A farmer of the Old World

A farmer is a person engaged in agriculture to sell the produce on a market, rather than just for their own and their family's subsistence like many peasants. This is a relatively new innovation in the economy of the Old World.[1a]

The old feudal order of the Empire is no longer what it once was, and a new enterprising "middle class" is bridging the gap between the poorest peasants and nobles. In cities, burghers who earn their wealth through control of craft, trade and commerce have begun to appear. Their equivalent in the countryside is an emerging class of landed gentry.[1a]

Land is often parcelled out to commoners as a reward for military service, or merchants invest their wealth by purchasing the estates of impoverished nobles. More rarely, tenant peasants save enough to buy the fields they till from their lord.[1a]

Land is inherited, but no farmer's claim yet spans more than a couple of generations. A farmer employs many hands to work the land, but they toil as hard as any of the poorer peasants, for the wealth that hard work brings provides a significant social standing in the rural community.[1a]

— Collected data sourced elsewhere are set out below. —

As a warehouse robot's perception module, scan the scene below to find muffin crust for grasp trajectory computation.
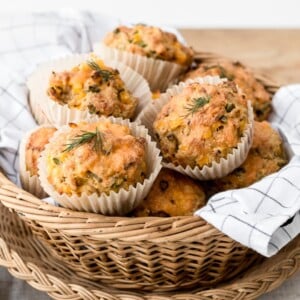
[207,121,288,195]
[183,61,271,121]
[47,55,137,118]
[153,82,248,168]
[132,169,206,217]
[46,121,147,195]
[104,24,193,66]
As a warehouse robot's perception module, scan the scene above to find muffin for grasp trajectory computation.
[150,77,252,179]
[20,127,56,198]
[206,121,288,195]
[182,60,271,121]
[94,24,194,90]
[39,118,160,214]
[132,169,206,217]
[104,24,193,66]
[28,54,151,125]
[47,57,137,119]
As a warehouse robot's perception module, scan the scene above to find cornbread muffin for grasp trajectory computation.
[47,56,138,118]
[104,24,194,66]
[183,61,271,121]
[206,121,288,195]
[22,127,56,176]
[45,120,147,196]
[132,169,206,217]
[153,81,250,168]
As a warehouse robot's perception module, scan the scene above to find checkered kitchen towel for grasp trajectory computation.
[0,11,300,256]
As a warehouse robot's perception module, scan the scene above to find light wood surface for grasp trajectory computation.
[180,29,300,84]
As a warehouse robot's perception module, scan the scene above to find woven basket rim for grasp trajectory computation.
[0,52,279,243]
[0,204,300,300]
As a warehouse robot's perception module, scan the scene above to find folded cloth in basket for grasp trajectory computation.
[0,11,300,256]
[195,84,300,256]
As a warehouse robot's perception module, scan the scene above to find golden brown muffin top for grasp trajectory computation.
[183,60,271,121]
[46,120,147,195]
[47,55,137,118]
[104,24,194,66]
[153,82,248,168]
[25,127,56,176]
[207,121,288,194]
[133,169,206,217]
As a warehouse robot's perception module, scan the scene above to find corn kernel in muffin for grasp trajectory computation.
[25,127,56,176]
[206,121,287,194]
[183,60,271,121]
[133,169,205,217]
[104,24,193,66]
[153,82,250,168]
[46,120,147,196]
[47,56,137,118]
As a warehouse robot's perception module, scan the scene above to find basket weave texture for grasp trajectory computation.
[0,198,300,300]
[0,53,278,292]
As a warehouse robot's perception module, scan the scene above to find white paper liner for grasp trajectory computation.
[27,54,152,126]
[19,125,56,199]
[93,42,186,91]
[38,117,162,215]
[138,76,254,180]
[29,93,51,125]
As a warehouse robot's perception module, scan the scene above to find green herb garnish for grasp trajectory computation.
[63,128,107,154]
[87,60,113,81]
[185,96,210,116]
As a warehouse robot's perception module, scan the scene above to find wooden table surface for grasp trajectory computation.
[180,29,300,84]
[0,29,300,300]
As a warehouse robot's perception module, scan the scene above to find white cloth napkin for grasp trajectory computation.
[195,84,300,256]
[0,11,300,256]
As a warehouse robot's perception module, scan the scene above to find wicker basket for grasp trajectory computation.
[0,198,300,300]
[0,53,278,291]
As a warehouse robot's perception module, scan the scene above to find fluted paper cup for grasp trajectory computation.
[27,54,152,126]
[138,76,254,180]
[38,117,162,215]
[19,125,56,199]
[93,42,187,91]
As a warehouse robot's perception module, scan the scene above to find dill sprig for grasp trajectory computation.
[63,128,104,152]
[86,60,113,81]
[184,96,210,117]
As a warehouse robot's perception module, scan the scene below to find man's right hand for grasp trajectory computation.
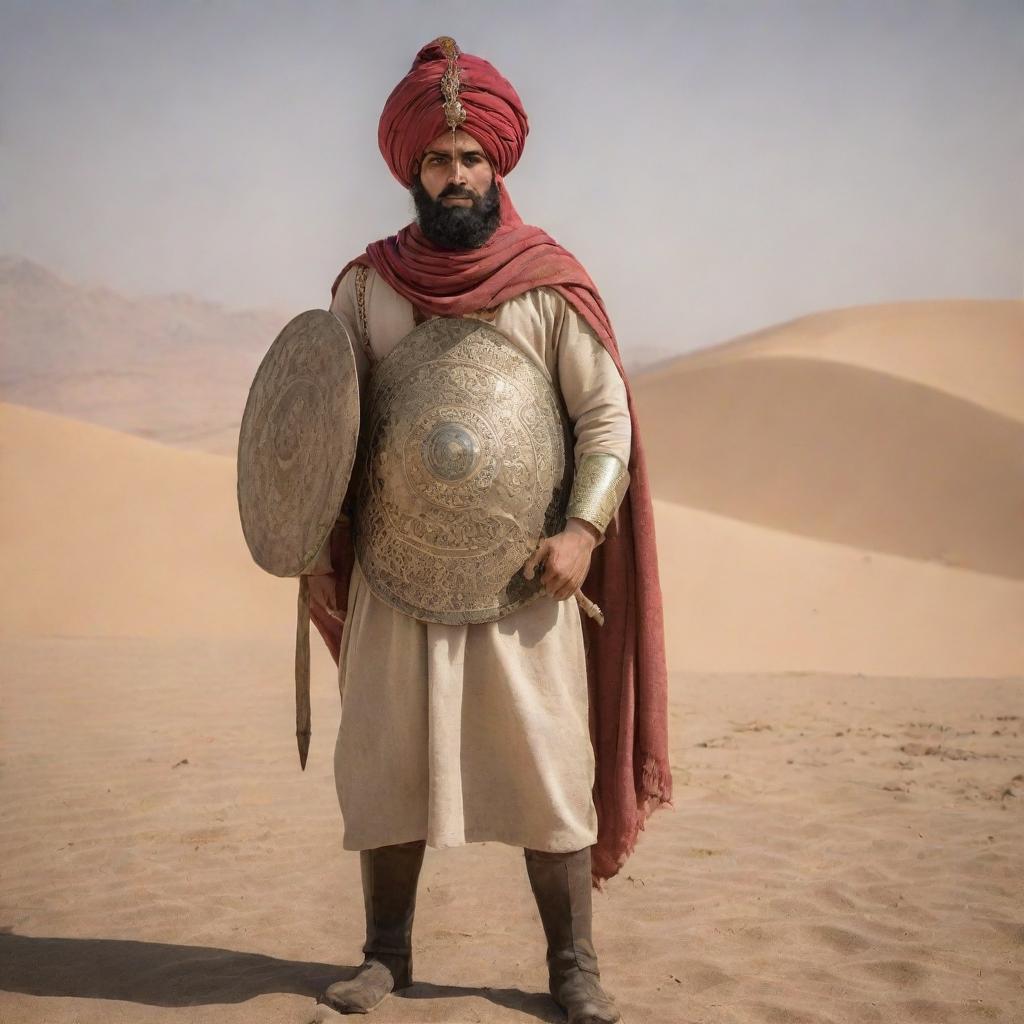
[307,572,345,623]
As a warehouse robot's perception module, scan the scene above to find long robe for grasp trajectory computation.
[313,270,631,852]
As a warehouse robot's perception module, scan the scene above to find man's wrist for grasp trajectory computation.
[565,516,601,548]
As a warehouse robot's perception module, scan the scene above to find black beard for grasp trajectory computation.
[410,178,502,249]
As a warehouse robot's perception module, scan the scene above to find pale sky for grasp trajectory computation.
[0,0,1024,367]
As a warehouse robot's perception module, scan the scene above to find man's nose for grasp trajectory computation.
[449,160,466,185]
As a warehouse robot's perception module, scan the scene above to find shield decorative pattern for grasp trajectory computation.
[238,309,359,577]
[355,317,572,624]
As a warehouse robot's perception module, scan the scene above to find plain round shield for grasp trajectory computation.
[238,309,359,577]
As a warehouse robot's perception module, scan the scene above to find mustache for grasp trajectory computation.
[437,185,480,201]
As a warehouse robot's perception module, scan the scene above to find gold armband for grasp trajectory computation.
[565,452,630,534]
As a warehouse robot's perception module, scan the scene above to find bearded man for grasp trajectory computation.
[307,37,672,1024]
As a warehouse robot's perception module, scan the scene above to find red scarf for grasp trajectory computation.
[310,188,672,886]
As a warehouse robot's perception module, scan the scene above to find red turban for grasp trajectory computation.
[377,36,529,188]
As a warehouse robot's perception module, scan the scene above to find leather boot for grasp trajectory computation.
[524,847,622,1024]
[323,840,426,1014]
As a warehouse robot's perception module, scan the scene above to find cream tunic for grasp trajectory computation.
[323,270,631,852]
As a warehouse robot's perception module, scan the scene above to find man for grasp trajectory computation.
[308,37,672,1024]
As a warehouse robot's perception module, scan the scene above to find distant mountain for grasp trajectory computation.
[0,257,289,454]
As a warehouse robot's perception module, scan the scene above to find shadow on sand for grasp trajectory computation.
[0,932,565,1024]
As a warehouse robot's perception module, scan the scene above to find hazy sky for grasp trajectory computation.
[0,0,1024,366]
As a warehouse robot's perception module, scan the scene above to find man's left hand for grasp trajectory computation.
[522,519,601,601]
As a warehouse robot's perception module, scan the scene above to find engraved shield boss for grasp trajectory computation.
[238,309,359,577]
[355,317,572,623]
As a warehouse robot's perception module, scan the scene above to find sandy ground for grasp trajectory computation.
[0,638,1024,1024]
[0,303,1024,1024]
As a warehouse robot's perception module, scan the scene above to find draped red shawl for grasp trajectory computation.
[310,182,672,886]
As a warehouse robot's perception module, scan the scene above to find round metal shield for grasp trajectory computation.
[238,309,359,577]
[355,317,572,623]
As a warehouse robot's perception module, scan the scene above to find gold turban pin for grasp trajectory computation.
[435,36,466,132]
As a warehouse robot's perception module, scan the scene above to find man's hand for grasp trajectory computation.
[522,519,601,601]
[306,572,345,623]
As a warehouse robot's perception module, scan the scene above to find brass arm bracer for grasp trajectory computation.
[565,452,630,534]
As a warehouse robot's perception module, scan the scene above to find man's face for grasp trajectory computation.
[420,130,495,200]
[411,131,501,250]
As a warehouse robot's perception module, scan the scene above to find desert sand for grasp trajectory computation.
[0,303,1024,1024]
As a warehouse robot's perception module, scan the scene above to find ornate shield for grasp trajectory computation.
[238,309,359,577]
[355,317,572,623]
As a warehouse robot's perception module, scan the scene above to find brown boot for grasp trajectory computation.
[322,840,426,1014]
[523,847,622,1024]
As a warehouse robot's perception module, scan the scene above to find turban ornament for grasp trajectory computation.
[377,36,529,188]
[437,36,466,135]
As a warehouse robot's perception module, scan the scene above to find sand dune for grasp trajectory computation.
[635,303,1024,579]
[0,304,1024,1024]
[0,391,1024,676]
[655,502,1024,677]
[640,299,1024,420]
[0,403,296,637]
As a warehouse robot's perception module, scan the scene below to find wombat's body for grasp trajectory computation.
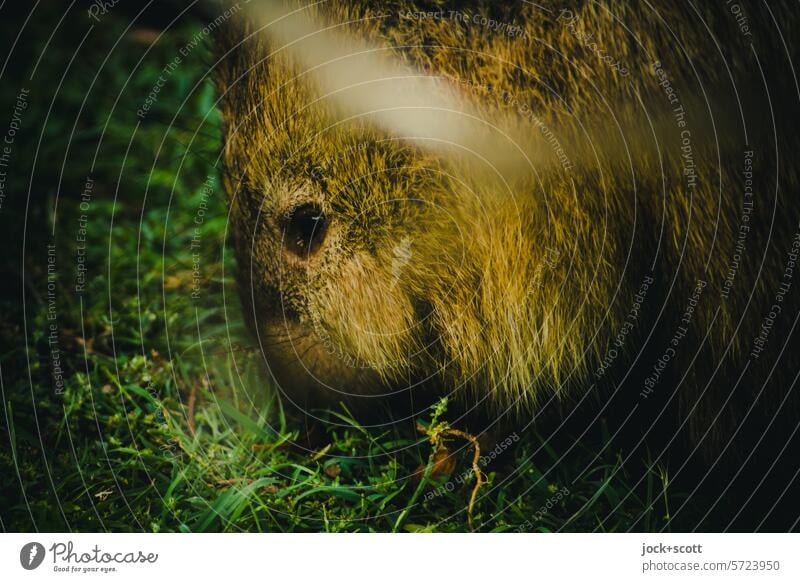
[212,1,800,516]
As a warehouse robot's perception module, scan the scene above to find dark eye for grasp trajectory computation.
[283,204,328,259]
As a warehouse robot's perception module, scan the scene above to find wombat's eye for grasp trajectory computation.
[283,204,328,259]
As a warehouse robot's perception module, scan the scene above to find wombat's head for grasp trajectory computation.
[216,2,613,418]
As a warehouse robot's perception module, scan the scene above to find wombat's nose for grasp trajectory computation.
[282,204,328,259]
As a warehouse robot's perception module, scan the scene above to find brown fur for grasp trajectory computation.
[216,0,798,456]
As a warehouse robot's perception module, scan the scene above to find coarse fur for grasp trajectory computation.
[215,0,800,466]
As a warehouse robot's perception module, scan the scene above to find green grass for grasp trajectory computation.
[0,5,671,532]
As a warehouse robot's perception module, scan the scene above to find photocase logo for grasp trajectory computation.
[19,542,45,570]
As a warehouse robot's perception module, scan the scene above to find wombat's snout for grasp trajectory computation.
[281,203,328,260]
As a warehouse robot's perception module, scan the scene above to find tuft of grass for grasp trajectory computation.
[0,5,670,532]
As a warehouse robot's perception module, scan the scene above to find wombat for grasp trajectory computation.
[214,0,800,516]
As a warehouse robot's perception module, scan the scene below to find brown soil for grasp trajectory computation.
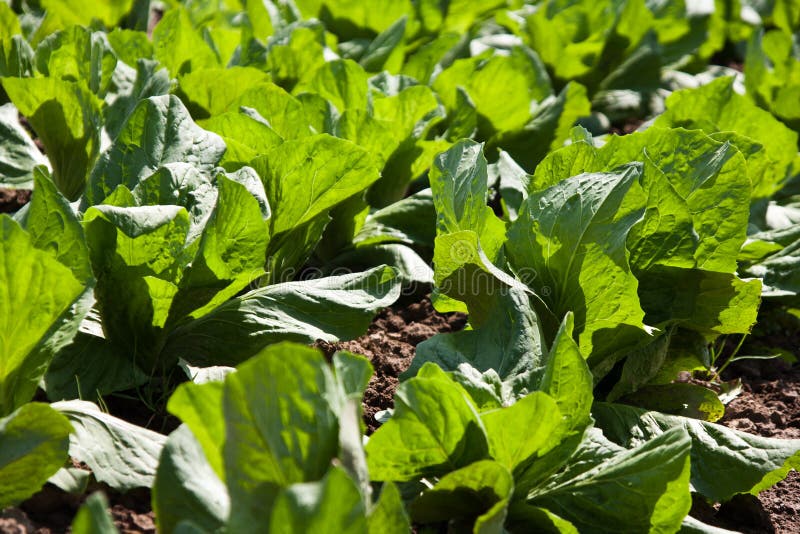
[317,297,467,434]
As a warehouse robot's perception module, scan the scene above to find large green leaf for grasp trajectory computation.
[367,364,489,481]
[51,400,166,491]
[153,7,219,77]
[180,67,269,119]
[0,215,84,414]
[2,78,102,201]
[506,165,646,372]
[592,403,800,501]
[528,429,691,533]
[34,26,117,98]
[0,104,47,189]
[655,78,797,199]
[0,403,72,508]
[87,95,225,207]
[433,47,552,140]
[409,460,514,534]
[252,135,379,235]
[24,167,92,282]
[84,205,191,373]
[164,267,400,365]
[223,344,338,530]
[153,426,230,532]
[268,467,367,534]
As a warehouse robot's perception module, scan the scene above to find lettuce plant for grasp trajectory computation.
[153,343,410,533]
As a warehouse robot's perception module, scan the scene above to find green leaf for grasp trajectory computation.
[180,67,269,118]
[481,391,569,471]
[104,59,171,140]
[153,7,219,78]
[404,288,544,404]
[506,165,646,367]
[51,400,166,491]
[268,467,367,534]
[252,135,380,235]
[44,330,150,400]
[620,383,725,422]
[37,0,133,35]
[231,82,313,139]
[358,16,408,72]
[223,343,340,530]
[367,482,411,534]
[72,492,118,534]
[531,313,594,430]
[24,167,92,282]
[164,267,400,365]
[200,108,283,170]
[294,59,368,113]
[528,429,691,533]
[189,175,269,283]
[489,82,591,172]
[409,460,514,534]
[167,382,225,480]
[2,78,102,201]
[433,47,552,140]
[107,27,153,67]
[34,26,117,98]
[0,403,72,508]
[353,189,436,248]
[654,78,797,199]
[367,364,489,481]
[152,426,230,532]
[87,95,225,206]
[0,104,47,189]
[0,215,84,414]
[592,403,800,502]
[84,205,190,372]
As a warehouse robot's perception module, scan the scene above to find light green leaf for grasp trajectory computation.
[367,482,411,534]
[409,460,514,534]
[654,78,797,199]
[0,104,47,189]
[84,205,190,373]
[528,429,691,533]
[51,400,167,491]
[2,78,102,201]
[223,343,340,530]
[24,167,92,283]
[481,391,570,471]
[0,215,88,414]
[152,426,230,532]
[0,402,72,508]
[252,135,380,235]
[87,95,225,205]
[433,47,552,140]
[103,59,171,141]
[506,165,646,367]
[592,403,800,502]
[153,7,219,78]
[367,364,489,481]
[34,26,117,98]
[179,67,269,118]
[164,267,400,365]
[294,59,368,113]
[72,492,118,534]
[265,467,367,534]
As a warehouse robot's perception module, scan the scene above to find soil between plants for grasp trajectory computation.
[0,284,800,534]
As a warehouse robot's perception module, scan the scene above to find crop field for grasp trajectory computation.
[0,0,800,534]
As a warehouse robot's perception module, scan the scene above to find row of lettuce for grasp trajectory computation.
[0,0,800,533]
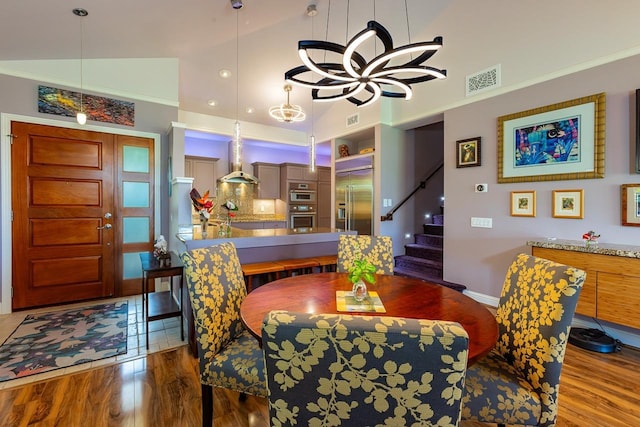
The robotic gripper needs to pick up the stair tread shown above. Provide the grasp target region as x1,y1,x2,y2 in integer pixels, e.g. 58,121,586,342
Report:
404,243,442,250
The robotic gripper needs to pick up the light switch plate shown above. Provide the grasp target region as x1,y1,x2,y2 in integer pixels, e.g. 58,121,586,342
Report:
471,217,493,228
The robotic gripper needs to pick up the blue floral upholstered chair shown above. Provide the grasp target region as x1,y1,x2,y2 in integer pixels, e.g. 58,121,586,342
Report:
337,234,394,274
262,311,469,427
462,254,586,426
181,242,267,427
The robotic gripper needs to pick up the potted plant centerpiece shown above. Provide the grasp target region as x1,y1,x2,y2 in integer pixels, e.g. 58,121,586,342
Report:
349,258,376,301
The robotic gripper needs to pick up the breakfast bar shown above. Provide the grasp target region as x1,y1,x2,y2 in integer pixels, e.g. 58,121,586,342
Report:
177,225,356,264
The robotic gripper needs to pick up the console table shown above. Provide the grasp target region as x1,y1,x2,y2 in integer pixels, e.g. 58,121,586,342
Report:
140,252,184,350
527,240,640,329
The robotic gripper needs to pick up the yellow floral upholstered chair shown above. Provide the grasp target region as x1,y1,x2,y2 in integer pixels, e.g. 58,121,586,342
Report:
181,242,267,427
462,254,585,426
337,234,394,274
262,311,469,427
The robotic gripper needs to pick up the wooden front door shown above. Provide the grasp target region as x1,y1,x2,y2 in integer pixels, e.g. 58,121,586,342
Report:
11,122,153,310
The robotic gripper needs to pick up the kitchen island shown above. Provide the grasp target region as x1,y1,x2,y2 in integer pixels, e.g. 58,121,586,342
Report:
177,225,356,263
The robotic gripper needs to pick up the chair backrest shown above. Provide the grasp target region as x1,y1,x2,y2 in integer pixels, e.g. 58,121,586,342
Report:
180,242,247,364
496,254,586,421
337,234,394,274
262,311,469,427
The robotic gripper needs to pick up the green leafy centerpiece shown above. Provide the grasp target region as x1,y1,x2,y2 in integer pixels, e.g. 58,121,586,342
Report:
349,258,376,301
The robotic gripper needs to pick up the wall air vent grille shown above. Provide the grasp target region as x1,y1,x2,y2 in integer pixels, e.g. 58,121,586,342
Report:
467,64,502,96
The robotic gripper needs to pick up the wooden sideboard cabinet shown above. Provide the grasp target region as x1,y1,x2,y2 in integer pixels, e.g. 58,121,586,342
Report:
531,246,640,329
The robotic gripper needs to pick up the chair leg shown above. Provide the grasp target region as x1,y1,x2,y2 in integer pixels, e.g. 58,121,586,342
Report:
201,384,213,427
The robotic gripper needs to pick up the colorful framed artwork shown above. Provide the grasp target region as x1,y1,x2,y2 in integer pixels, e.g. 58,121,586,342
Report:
621,184,640,227
456,136,482,168
38,86,135,126
511,190,536,217
498,93,605,183
552,190,584,219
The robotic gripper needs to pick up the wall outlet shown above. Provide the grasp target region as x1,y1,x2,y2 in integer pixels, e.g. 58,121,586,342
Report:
474,184,489,193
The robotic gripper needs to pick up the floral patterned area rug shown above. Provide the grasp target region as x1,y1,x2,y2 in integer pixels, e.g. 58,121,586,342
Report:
0,301,128,382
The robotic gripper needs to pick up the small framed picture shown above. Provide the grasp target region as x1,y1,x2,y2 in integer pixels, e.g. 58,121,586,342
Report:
456,136,481,168
621,184,640,227
511,190,536,217
553,190,584,219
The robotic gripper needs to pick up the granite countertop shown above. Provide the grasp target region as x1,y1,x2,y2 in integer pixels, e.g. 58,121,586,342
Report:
176,225,356,249
527,238,640,258
192,214,287,224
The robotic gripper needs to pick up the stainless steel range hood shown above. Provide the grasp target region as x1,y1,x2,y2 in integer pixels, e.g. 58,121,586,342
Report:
219,171,259,184
218,141,259,184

Farmers in the Old World[]

The Old World has many mouths to feed; grain provides the grist for mills and the base ingredient for spirits. But crops of any kind are hard to grow in the Old World. A hostile climate is but one obstacle, but there is also the constant footfall of armies trampling over any hard-won harvest. Yet lack of supply certainly doesn't create demand, and the grain that does make it to market is depressed in price as the population of many regions attaches more value to cold steel than food.[2d]

Farms large and small cross the Old World –- growing crops, especially grains, for the crowded towns and cities. To be a farmer is a trial as perilous as any soldier's career. The weather in the Old World is unpredictable and tainted by the whims of Chaos –- it may rain teeth as well as water. Then, often far from the relative safety of the towns and villages, there are bandits and other fell things like Beastmen to deal with.[2e]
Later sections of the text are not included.